Ornithologists studying owls in the Jebel Akhdar mountain range have discovered a new species, and have named it the Omani owl (strix omanensis). Studies of its sound recordings have confirmed that it is a new species, according to Magnus Robb, a British wildlife sound-recorder and author who has recorded six Omani owls so far.

The owl was noticed in March this year when Robb and fellow researchers of Sound Approach, an international project that aims to catalogue and understand bird sound, heard an unfamiliar hooting in the background while recording sounds of another species. They believe this is the first new bird species to be discovered in the region in 77 years.

According to a statement from Sound Approach, the Omani owl is greyish white with clear, orange eyes and a deep, low-pitched hoot which distinguishes it from the other species. The owl is similar to Hume's owl that was discovered in 1878 and is found in Saudi Arabia, Jordan and some parts of Salalah.

The statement quoted Robb as saying, “I was recording a species I know well, when I noticed some faint owl-like hooting in the background with a rhythm I had never heard before. My colleague René Pop and I tried in vain to find the mystery bird again the next night, but it was only on the last night of our trip that we heard it again.”

A month later, he was back in the mountains, this time accompanied by Arnoud B van den Berg, a colleague from The Sound Approach. During visits in May and July to look for new individuals and gather photographs, the team made a total of 137 sound recordings, and observed the owl's behaviour.

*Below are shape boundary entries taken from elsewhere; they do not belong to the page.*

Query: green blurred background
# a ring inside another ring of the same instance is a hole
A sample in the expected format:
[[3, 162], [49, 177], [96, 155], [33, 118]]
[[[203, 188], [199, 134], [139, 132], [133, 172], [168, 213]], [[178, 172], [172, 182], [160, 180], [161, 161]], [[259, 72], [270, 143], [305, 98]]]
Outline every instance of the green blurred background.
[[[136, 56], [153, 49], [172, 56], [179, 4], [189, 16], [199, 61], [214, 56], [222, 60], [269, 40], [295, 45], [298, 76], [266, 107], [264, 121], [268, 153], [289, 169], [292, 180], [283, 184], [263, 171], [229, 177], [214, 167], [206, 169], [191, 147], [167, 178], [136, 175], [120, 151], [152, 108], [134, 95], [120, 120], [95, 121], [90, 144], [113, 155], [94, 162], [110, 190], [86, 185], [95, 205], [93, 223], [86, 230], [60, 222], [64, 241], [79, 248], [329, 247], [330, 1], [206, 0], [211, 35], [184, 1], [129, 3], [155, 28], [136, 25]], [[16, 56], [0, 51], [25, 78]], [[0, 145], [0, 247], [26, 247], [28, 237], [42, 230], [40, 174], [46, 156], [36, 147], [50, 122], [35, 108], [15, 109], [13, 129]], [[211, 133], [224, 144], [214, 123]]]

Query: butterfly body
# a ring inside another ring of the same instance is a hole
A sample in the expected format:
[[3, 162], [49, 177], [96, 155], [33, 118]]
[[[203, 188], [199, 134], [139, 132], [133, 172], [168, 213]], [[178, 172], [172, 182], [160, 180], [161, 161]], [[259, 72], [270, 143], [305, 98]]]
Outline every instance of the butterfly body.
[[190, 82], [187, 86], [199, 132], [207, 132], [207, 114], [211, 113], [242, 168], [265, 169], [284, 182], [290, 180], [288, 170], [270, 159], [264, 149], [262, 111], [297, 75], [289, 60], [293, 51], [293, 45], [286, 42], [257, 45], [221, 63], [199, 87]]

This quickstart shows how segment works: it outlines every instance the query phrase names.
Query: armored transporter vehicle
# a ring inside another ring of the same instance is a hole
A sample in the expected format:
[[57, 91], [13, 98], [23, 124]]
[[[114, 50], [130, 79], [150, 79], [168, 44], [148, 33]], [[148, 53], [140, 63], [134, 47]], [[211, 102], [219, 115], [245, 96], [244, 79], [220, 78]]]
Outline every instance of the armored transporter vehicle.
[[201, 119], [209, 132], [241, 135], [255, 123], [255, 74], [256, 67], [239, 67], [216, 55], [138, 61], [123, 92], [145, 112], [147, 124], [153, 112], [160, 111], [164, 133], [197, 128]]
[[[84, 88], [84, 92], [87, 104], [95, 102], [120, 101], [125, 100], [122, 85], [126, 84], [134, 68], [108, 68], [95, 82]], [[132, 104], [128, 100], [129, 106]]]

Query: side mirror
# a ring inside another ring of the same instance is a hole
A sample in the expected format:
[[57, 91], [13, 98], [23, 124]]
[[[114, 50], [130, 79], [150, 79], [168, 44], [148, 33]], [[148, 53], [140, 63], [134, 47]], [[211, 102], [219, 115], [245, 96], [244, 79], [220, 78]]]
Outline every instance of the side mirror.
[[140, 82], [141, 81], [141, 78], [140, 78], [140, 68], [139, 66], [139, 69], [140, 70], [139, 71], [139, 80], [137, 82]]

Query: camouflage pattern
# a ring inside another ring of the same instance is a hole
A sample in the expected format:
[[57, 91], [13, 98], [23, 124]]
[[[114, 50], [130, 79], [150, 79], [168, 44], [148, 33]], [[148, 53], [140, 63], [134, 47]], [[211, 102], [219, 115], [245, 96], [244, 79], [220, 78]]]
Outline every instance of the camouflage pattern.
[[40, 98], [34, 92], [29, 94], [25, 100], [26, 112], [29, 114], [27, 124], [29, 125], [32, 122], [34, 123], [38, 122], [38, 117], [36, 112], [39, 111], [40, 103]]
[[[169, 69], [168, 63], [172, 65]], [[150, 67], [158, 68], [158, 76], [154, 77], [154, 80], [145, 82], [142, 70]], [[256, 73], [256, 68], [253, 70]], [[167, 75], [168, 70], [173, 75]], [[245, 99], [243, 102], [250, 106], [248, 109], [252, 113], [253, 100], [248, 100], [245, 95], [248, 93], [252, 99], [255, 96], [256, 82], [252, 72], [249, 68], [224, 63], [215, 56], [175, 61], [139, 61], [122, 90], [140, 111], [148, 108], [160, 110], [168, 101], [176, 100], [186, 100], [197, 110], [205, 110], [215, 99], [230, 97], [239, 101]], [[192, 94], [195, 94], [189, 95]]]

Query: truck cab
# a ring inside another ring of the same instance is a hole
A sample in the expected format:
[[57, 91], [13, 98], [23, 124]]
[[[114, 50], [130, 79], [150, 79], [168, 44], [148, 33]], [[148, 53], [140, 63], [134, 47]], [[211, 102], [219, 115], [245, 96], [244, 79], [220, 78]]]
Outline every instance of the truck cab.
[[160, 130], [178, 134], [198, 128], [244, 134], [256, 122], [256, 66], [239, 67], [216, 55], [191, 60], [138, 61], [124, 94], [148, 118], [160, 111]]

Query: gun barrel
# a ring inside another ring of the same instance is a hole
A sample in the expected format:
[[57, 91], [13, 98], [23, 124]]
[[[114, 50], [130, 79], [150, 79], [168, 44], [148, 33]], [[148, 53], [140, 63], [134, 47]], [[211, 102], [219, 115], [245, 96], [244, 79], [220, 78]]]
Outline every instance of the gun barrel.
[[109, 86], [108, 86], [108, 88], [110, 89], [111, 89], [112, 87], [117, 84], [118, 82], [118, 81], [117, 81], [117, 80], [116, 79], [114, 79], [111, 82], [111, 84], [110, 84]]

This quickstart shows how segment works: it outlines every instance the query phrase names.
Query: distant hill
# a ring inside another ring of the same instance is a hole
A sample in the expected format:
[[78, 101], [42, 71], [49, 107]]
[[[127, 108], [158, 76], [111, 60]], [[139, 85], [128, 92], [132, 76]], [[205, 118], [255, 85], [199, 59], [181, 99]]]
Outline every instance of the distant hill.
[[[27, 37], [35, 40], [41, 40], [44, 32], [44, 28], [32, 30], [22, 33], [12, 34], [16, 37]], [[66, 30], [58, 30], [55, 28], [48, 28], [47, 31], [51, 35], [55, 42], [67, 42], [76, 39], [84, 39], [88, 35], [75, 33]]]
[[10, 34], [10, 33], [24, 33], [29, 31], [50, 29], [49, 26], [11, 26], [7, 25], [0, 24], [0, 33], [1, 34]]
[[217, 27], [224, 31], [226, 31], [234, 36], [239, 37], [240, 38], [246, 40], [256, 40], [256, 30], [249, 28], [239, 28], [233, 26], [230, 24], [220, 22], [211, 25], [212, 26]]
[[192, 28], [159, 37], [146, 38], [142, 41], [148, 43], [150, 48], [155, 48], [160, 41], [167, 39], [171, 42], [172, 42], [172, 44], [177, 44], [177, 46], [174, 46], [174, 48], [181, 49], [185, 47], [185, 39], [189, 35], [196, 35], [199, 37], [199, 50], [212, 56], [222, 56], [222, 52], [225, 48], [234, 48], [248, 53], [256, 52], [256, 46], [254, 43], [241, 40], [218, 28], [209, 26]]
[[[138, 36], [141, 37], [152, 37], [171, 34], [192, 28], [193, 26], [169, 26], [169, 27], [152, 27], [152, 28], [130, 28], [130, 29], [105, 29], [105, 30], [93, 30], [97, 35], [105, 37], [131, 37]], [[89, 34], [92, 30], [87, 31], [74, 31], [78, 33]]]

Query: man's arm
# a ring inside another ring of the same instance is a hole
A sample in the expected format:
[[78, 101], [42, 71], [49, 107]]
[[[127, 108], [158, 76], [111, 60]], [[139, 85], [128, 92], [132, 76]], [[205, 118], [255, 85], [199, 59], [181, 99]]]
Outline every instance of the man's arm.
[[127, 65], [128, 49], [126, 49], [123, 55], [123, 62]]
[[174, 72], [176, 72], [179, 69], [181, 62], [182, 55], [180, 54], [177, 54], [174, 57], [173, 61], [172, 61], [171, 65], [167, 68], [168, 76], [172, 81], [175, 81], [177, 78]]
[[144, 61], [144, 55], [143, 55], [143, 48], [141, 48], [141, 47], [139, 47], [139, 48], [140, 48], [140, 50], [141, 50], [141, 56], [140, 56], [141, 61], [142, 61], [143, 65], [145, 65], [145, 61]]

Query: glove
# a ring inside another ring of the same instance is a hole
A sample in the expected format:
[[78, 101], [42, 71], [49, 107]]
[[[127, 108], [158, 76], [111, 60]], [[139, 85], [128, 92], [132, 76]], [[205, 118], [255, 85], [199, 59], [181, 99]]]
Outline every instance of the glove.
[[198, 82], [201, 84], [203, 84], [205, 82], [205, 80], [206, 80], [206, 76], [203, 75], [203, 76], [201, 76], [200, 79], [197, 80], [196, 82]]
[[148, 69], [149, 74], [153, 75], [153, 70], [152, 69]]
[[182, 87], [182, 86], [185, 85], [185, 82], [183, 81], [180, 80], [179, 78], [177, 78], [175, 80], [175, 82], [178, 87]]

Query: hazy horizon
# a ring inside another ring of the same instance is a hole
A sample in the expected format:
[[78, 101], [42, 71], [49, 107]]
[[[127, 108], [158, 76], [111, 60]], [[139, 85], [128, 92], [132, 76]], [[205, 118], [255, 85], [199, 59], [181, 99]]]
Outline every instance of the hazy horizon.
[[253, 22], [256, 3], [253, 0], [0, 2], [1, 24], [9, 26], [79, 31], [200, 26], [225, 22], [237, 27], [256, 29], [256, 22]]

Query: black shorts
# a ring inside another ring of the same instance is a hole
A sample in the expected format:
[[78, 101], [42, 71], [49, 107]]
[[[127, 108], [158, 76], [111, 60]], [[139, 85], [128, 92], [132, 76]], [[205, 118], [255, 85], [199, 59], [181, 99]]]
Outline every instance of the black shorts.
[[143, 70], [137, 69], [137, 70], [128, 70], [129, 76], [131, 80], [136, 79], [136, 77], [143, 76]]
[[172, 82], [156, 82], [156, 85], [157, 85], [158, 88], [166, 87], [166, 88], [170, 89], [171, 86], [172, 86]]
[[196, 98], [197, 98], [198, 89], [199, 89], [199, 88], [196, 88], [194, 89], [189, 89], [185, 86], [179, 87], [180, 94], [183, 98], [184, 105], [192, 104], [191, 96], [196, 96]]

According to Robb who, along with his team is writing a book, 'Undiscovered Owls', “Tracking it down again wasn’t easy. This owl inhabits vertical terrain and its voice is difficult to hear. Worse still, in April the bird was virtually silent. Eventually, we heard one. What a relief to actually glimpse it perched on a rock, confirming that this was indeed an owl and looked like nothing we had seen before.”

Keith Betton, a representative of The Sound Approach, told Muscat Daily, that they ‘believe the Omani owl and Hume’s owl came from the same species thousands of years ago’.

“But over time, it got isolated and remained undiscovered. It is important as it is a rare discovery that they have found in a long period when many species are declining. We think it’s quite important and are very keen that the bird is protected. We hope the bird is protected in its natural surroundings.”